Jan 15, 2026

Why tech hiring feels harder right now, even for teams doing “Everything Right”

A lot of TA leaders and hiring managers are quietly saying the same thing right now.

On paper, hiring should feel easier. There are more candidates engaging, fewer inflated salary spikes, and roles are being approved with clearer budget control. Yet day to day, hiring feels slower, heavier and harder to close than expected. This disconnect is one of the defining features of the current tech and AI hiring market. What’s changed is not volume. It’s behaviour.

Candidates are moving differently. Hiring managers are assessing differently. Decisions carry more weight, and everyone involved feels the pressure of getting it right rather than getting it done. That shift has altered the rhythm of hiring in ways many teams didn’t plan for.

Senior engineers, product leaders and AI specialists are approaching opportunities with a far more deliberate mindset. They engage earlier, ask sharper questions and commit later. They want to understand context before committing energy. They evaluate leadership, delivery expectations and decision clarity long before compensation becomes the focus.

For hiring teams, this creates a sense of friction. Pipelines look active, yet momentum feels fragile. Interviews progress, yet confidence remains tentative. Offers are made, yet acceptance feels less predictable than it used to.

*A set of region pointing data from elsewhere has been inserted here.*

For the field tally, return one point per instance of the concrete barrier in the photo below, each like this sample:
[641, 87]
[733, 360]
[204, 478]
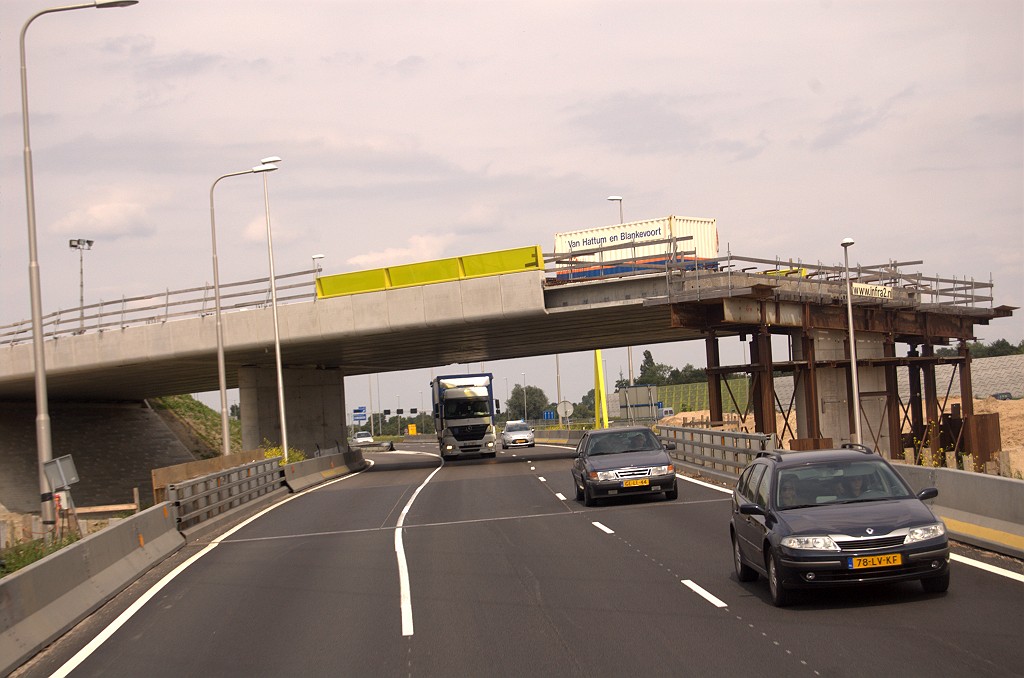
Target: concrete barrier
[301, 475]
[45, 599]
[558, 436]
[982, 510]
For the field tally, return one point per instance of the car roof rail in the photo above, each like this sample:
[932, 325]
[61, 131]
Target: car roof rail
[773, 454]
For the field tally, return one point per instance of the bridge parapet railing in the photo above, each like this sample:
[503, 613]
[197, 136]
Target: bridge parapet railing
[164, 306]
[682, 278]
[205, 498]
[720, 453]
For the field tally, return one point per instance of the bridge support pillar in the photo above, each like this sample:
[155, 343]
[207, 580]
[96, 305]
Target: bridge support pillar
[314, 400]
[828, 351]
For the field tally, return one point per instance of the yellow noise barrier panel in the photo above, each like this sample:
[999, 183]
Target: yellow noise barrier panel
[427, 272]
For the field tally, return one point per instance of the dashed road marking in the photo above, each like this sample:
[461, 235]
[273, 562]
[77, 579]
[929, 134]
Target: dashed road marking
[700, 591]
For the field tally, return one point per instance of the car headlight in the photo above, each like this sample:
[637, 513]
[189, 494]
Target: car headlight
[925, 533]
[810, 543]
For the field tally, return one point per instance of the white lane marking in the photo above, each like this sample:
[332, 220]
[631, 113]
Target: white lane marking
[987, 567]
[702, 593]
[111, 629]
[399, 550]
[702, 483]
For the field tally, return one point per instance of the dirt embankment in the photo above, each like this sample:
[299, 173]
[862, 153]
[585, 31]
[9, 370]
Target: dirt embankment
[1011, 428]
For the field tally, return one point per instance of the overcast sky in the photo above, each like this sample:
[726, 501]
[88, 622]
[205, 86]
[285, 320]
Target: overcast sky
[418, 130]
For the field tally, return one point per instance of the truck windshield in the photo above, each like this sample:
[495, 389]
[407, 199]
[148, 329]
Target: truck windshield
[466, 409]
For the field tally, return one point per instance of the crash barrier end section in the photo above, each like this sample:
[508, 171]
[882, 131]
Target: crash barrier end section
[206, 498]
[301, 475]
[723, 454]
[43, 600]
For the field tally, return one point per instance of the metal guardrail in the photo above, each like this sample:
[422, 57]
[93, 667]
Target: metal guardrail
[679, 276]
[205, 498]
[719, 453]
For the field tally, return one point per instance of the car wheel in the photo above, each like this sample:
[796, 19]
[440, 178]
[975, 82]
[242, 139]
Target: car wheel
[743, 571]
[779, 596]
[936, 584]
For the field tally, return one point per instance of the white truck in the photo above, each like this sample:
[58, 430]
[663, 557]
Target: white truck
[636, 246]
[464, 415]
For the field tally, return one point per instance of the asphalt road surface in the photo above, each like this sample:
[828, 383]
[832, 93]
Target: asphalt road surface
[497, 570]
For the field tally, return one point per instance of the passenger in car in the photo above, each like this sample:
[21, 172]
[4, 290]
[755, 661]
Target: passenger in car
[852, 486]
[787, 493]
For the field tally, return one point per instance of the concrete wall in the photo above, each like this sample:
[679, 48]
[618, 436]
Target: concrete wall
[314, 407]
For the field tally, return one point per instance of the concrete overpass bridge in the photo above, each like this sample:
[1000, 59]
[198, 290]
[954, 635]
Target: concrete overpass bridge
[166, 343]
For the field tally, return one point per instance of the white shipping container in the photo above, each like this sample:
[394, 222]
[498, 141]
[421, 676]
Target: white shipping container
[636, 240]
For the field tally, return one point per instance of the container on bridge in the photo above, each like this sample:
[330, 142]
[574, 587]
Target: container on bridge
[637, 246]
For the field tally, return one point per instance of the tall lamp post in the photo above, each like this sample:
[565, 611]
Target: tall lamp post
[847, 242]
[273, 305]
[44, 442]
[225, 430]
[629, 349]
[525, 417]
[81, 245]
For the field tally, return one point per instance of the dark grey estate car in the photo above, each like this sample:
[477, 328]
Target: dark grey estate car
[832, 517]
[623, 461]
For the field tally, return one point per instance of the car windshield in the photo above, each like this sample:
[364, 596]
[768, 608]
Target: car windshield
[837, 482]
[611, 443]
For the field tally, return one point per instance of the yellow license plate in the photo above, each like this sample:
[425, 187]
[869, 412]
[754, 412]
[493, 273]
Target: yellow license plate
[862, 562]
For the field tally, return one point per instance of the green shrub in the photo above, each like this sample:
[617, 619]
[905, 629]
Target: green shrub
[26, 553]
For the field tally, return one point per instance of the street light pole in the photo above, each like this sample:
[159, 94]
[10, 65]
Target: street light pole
[629, 349]
[44, 441]
[525, 417]
[273, 305]
[225, 430]
[847, 242]
[81, 245]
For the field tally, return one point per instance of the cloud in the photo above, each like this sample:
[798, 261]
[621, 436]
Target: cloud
[420, 248]
[637, 123]
[112, 220]
[856, 119]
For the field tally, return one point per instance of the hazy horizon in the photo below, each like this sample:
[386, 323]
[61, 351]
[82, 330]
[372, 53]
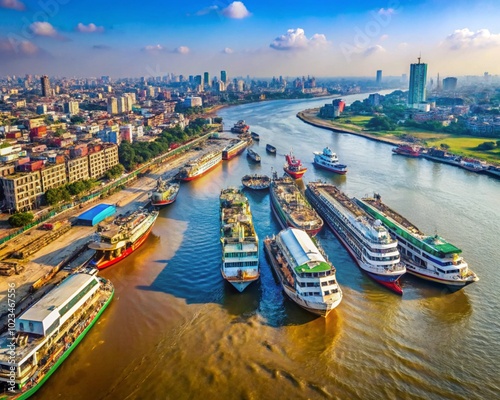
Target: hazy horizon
[322, 39]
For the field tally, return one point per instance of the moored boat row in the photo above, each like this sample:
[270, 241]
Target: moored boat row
[47, 332]
[428, 257]
[366, 240]
[240, 243]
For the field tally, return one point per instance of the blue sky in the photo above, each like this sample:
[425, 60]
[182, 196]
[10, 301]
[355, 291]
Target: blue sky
[256, 38]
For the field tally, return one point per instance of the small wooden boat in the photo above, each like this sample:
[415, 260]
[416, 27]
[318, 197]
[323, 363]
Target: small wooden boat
[270, 148]
[252, 155]
[256, 181]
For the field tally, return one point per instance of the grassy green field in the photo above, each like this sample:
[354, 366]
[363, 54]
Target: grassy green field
[467, 146]
[460, 145]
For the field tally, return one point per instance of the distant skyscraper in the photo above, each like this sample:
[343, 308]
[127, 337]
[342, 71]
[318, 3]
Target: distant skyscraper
[449, 83]
[71, 107]
[45, 86]
[112, 105]
[418, 78]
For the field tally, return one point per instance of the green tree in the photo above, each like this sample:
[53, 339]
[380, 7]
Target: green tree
[486, 146]
[20, 219]
[381, 123]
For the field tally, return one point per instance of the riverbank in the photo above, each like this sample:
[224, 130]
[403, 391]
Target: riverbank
[309, 116]
[50, 264]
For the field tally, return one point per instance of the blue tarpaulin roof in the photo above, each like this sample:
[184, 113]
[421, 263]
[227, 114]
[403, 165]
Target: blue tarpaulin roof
[96, 214]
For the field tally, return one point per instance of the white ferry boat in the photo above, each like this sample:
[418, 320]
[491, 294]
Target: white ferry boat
[428, 257]
[329, 160]
[305, 274]
[240, 243]
[200, 166]
[364, 237]
[49, 331]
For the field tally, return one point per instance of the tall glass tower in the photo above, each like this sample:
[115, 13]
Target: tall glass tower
[418, 78]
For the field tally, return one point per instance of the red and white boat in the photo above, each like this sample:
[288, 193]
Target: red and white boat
[165, 192]
[407, 150]
[234, 148]
[200, 166]
[294, 167]
[121, 237]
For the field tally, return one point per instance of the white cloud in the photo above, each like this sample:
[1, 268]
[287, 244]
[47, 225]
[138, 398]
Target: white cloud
[90, 28]
[182, 50]
[386, 11]
[153, 48]
[13, 47]
[207, 10]
[465, 38]
[297, 39]
[13, 5]
[373, 50]
[43, 29]
[236, 10]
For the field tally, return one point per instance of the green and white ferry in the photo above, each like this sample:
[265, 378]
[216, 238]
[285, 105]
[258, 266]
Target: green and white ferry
[428, 257]
[48, 332]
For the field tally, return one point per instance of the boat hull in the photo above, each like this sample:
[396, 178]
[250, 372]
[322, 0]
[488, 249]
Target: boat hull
[34, 389]
[341, 169]
[295, 174]
[193, 177]
[287, 223]
[390, 282]
[126, 252]
[239, 284]
[321, 309]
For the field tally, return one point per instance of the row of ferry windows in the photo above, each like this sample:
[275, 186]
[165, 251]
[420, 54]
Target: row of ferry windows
[241, 255]
[327, 292]
[315, 284]
[241, 264]
[382, 258]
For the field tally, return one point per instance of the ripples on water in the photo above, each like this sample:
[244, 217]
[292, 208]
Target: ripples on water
[176, 330]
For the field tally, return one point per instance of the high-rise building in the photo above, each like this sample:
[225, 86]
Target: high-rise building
[71, 107]
[418, 78]
[45, 86]
[112, 105]
[449, 83]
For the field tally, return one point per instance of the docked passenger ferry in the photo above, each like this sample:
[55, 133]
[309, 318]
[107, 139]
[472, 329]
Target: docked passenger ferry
[364, 237]
[234, 148]
[291, 207]
[240, 244]
[328, 160]
[119, 238]
[165, 192]
[428, 257]
[305, 273]
[200, 166]
[47, 332]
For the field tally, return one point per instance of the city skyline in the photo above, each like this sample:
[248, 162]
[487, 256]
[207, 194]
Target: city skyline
[59, 37]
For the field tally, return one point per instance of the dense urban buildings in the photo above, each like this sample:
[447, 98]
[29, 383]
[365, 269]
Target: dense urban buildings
[45, 86]
[418, 81]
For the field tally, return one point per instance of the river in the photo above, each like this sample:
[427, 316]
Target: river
[176, 330]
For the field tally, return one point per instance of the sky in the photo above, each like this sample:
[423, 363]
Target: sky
[289, 38]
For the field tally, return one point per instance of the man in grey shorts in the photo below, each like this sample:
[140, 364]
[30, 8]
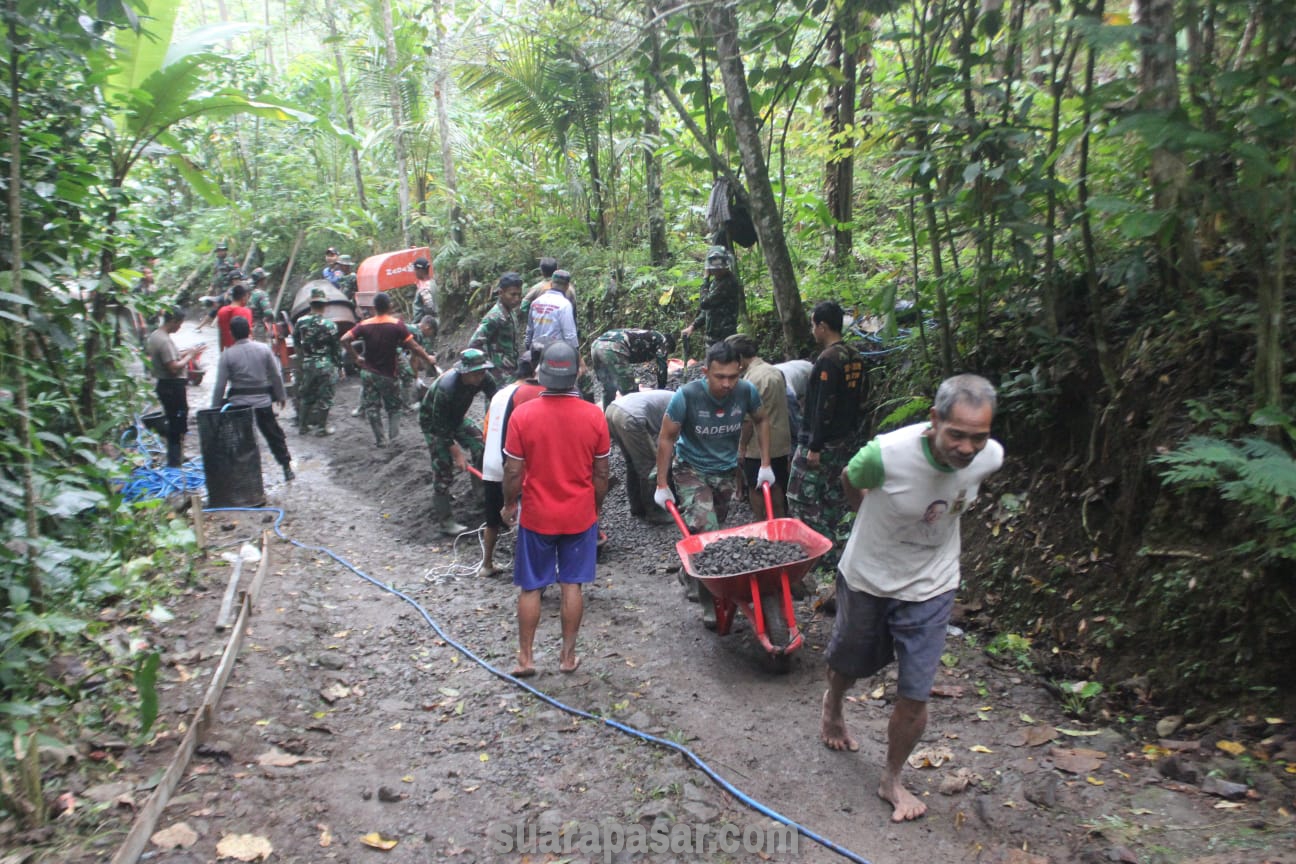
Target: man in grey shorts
[898, 573]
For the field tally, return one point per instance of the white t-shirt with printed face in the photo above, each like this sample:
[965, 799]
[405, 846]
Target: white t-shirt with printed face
[906, 543]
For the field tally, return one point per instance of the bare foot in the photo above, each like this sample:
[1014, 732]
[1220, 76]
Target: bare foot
[906, 806]
[832, 728]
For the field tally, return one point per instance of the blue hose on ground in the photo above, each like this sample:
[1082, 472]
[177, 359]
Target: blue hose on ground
[694, 758]
[148, 482]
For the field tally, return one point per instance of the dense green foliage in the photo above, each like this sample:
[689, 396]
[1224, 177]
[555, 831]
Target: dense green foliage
[1091, 210]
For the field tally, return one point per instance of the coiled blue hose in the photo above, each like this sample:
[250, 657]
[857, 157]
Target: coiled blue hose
[148, 482]
[544, 697]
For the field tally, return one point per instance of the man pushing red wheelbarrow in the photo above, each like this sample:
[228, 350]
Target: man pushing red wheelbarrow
[699, 446]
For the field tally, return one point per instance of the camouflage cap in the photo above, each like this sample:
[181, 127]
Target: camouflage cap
[473, 360]
[718, 258]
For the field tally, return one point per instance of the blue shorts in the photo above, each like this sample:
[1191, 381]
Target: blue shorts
[871, 631]
[539, 560]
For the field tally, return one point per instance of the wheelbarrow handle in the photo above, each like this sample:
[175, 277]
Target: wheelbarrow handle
[679, 520]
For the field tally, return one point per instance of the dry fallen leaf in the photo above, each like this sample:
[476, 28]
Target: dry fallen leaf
[178, 836]
[958, 781]
[244, 847]
[1076, 762]
[377, 841]
[1033, 736]
[333, 692]
[276, 758]
[931, 757]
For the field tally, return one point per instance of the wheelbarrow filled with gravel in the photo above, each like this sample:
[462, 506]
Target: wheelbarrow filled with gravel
[751, 568]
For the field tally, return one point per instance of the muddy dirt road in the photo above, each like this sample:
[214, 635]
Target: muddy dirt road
[349, 720]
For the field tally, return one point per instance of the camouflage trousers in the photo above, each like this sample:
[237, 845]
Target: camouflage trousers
[815, 495]
[469, 438]
[405, 375]
[315, 391]
[704, 499]
[585, 385]
[379, 393]
[612, 369]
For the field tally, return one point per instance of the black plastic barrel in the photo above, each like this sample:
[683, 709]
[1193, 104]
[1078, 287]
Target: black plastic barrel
[231, 459]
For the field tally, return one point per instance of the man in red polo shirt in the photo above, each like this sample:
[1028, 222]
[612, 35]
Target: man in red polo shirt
[237, 306]
[556, 459]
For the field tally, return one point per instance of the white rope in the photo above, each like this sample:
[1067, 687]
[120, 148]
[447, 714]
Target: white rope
[459, 569]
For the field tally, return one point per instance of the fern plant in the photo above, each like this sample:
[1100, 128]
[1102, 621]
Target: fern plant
[1257, 474]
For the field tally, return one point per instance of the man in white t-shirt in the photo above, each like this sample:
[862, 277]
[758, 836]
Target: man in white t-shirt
[502, 406]
[898, 573]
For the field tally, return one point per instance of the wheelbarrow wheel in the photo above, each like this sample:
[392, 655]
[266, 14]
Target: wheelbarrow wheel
[776, 628]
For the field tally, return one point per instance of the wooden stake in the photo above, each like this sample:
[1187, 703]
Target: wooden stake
[227, 602]
[198, 529]
[288, 271]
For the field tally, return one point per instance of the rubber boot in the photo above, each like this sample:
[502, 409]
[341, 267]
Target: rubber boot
[324, 429]
[446, 522]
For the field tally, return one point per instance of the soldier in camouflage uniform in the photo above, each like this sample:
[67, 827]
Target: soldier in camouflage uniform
[500, 332]
[382, 336]
[346, 279]
[222, 270]
[320, 354]
[828, 431]
[443, 419]
[425, 297]
[719, 298]
[616, 351]
[700, 434]
[262, 316]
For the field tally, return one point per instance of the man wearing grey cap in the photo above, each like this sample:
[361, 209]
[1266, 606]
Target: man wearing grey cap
[552, 318]
[425, 295]
[555, 479]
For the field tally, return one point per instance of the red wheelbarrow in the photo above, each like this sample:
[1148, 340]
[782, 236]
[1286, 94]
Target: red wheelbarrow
[751, 591]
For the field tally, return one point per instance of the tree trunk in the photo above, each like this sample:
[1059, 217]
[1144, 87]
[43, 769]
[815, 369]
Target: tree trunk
[1159, 91]
[20, 333]
[394, 77]
[765, 210]
[447, 156]
[840, 115]
[657, 249]
[346, 105]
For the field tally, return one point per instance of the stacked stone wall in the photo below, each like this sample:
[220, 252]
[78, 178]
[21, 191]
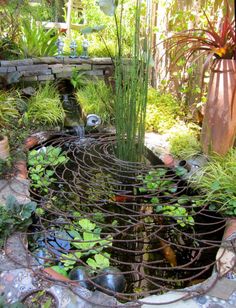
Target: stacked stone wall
[51, 68]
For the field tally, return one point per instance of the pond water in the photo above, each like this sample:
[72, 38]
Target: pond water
[138, 225]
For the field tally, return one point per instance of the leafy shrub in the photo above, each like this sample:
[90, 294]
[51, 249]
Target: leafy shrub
[8, 108]
[162, 111]
[91, 246]
[41, 165]
[96, 97]
[184, 140]
[158, 181]
[35, 41]
[216, 182]
[14, 216]
[45, 107]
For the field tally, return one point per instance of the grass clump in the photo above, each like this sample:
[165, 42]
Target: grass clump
[162, 111]
[45, 107]
[184, 140]
[97, 98]
[216, 182]
[8, 108]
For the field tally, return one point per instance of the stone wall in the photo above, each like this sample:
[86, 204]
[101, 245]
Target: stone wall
[51, 68]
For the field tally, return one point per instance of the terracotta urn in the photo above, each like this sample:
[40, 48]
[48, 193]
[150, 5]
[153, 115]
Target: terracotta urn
[219, 123]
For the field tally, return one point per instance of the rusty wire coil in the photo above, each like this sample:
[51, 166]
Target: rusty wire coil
[153, 251]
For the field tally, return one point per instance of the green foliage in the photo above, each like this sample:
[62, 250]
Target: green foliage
[91, 246]
[131, 81]
[35, 41]
[216, 182]
[218, 43]
[157, 181]
[162, 111]
[184, 140]
[14, 216]
[8, 108]
[45, 107]
[97, 97]
[41, 166]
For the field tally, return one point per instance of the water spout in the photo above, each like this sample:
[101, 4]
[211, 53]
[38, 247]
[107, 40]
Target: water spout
[79, 131]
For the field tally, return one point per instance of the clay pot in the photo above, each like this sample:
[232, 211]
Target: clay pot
[4, 147]
[219, 123]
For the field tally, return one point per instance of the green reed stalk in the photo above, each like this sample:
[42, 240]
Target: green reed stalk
[131, 79]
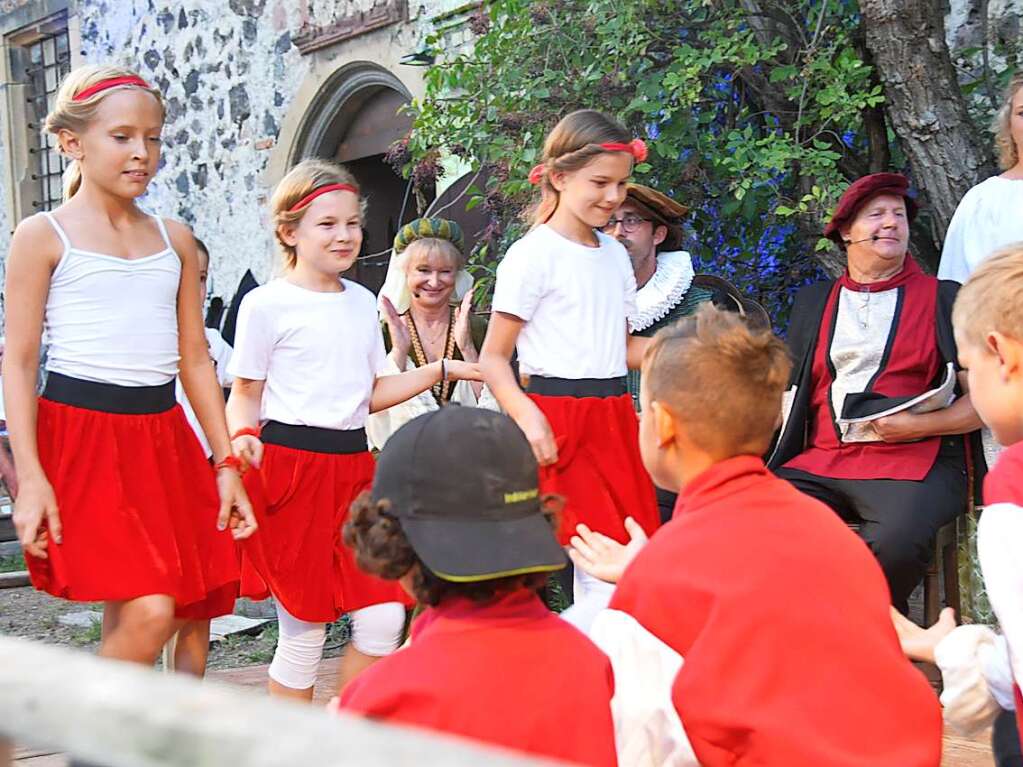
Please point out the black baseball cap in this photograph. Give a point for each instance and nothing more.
(463, 484)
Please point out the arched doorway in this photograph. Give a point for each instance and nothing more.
(354, 120)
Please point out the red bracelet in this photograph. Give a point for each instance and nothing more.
(231, 461)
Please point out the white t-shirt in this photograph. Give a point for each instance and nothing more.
(220, 353)
(575, 301)
(988, 217)
(317, 352)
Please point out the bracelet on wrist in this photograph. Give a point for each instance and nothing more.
(231, 461)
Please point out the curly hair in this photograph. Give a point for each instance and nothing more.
(1009, 152)
(374, 533)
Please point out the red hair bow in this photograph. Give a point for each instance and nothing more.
(636, 147)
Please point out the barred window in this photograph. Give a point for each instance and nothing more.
(40, 59)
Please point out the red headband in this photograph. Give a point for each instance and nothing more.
(636, 147)
(102, 85)
(321, 190)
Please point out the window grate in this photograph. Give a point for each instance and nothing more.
(47, 61)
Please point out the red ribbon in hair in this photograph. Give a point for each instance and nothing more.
(103, 85)
(636, 147)
(321, 190)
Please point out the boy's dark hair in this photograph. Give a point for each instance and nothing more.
(381, 547)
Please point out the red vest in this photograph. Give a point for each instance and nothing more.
(509, 673)
(781, 615)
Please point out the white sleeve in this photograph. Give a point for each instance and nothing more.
(953, 264)
(999, 548)
(254, 341)
(382, 424)
(519, 285)
(220, 350)
(969, 658)
(648, 729)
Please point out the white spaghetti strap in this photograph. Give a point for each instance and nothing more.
(163, 232)
(60, 232)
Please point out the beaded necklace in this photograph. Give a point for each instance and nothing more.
(442, 389)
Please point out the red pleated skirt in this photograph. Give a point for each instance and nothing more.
(598, 471)
(138, 504)
(301, 499)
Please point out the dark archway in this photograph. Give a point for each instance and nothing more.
(354, 119)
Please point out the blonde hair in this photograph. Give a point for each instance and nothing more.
(991, 300)
(722, 376)
(428, 245)
(305, 178)
(571, 145)
(1009, 152)
(69, 115)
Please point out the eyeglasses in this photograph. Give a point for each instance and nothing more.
(629, 224)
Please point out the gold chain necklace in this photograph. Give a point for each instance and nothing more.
(442, 389)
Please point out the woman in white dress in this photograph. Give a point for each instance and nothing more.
(426, 307)
(990, 215)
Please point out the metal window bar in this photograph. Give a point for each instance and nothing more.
(47, 61)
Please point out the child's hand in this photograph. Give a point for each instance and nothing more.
(919, 643)
(248, 449)
(534, 424)
(36, 517)
(604, 557)
(459, 370)
(235, 510)
(463, 328)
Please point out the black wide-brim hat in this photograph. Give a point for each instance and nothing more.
(462, 483)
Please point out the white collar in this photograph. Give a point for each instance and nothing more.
(664, 290)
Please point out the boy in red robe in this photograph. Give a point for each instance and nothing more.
(487, 659)
(753, 628)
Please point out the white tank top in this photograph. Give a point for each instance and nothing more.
(114, 320)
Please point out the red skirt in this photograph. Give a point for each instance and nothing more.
(301, 499)
(138, 505)
(598, 471)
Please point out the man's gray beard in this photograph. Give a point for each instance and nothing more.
(629, 245)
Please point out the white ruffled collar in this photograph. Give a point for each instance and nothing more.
(664, 290)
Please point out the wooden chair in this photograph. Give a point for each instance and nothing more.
(943, 570)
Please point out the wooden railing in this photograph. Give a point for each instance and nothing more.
(120, 715)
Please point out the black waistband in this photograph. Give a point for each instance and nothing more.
(314, 439)
(109, 398)
(576, 387)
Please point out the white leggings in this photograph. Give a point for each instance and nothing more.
(376, 631)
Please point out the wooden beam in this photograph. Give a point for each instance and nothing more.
(122, 715)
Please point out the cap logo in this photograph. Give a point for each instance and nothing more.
(521, 495)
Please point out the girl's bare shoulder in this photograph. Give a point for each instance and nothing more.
(37, 237)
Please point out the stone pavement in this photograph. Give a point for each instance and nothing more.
(958, 752)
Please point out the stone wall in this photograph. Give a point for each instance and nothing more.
(234, 81)
(227, 71)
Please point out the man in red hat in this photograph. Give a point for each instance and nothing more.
(649, 223)
(877, 418)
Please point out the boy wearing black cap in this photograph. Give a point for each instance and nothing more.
(487, 659)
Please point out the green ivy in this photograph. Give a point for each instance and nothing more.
(752, 121)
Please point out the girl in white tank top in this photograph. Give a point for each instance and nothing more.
(117, 502)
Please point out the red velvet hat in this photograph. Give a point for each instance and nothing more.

A big part of this sits with role definition. Many roles are approved with broad intent rather than precise outcomes. The mandate evolves during the hiring process. Success metrics are implied rather than explicit. Candidates pick up on this quickly. High-calibre talent wants to understand what they are being hired to own, how success will be measured and where decisions sit. When those answers feel loose, commitment stays loose too.

Hiring processes have also come under sharper scrutiny. Candidates now read process design as a signal of how teams operate internally. Long loops without clear purpose, repeated stakeholder interviews with overlapping scope, or delayed feedback all introduce doubt. Not frustration — doubt. That distinction matters, because doubt slows decisions.

TA leaders who are seeing the strongest outcomes right now are the ones shaping process intentionally. They’re working closely with hiring managers to reduce ambiguity, sharpen interview focus and move with visible intent. Process is no longer administrative. It’s communicative.

In AI and advanced engineering hiring, this is even more pronounced. The market has moved into an accountability phase. Leaders are prioritising engineers who have taken systems into production, owned reliability and understood the trade-offs between ambition and execution. Candidates with that background want environments that reflect the same level of seriousness. They listen carefully for how delivery is discussed, how leadership engages and how infrastructure supports real work. All of this has elevated the role of TA.

The most effective TA leaders right now are not order-takers or process managers. They are market interpreters. They help hiring managers understand candidate psychology, timing risk, competitive positioning and where clarity is missing. They guide decisions before problems appear. They create alignment early, rather than repairing it late.

What we’re seeing is a reset in how hiring works. Not a slowdown. Not a rebound. A recalibration toward judgement, clarity and follow-through. Teams that recognise this are adjusting how they define roles, how they communicate intent and how they design hiring journeys. Those that don’t often feel like they’re working harder for diminishing returns.

For TA leaders and hiring managers across tech and AI, this moment presents an opportunity. Hiring done with intent, precision and market awareness creates a meaningful advantage. The teams that adapt now are the ones building momentum quietly while others wonder why hiring feels heavier than it should.

At Tides, we sit inside these conversations every day. Understanding the market as it exists today, not as it used to be, is what allows hiring teams to move with confidence again.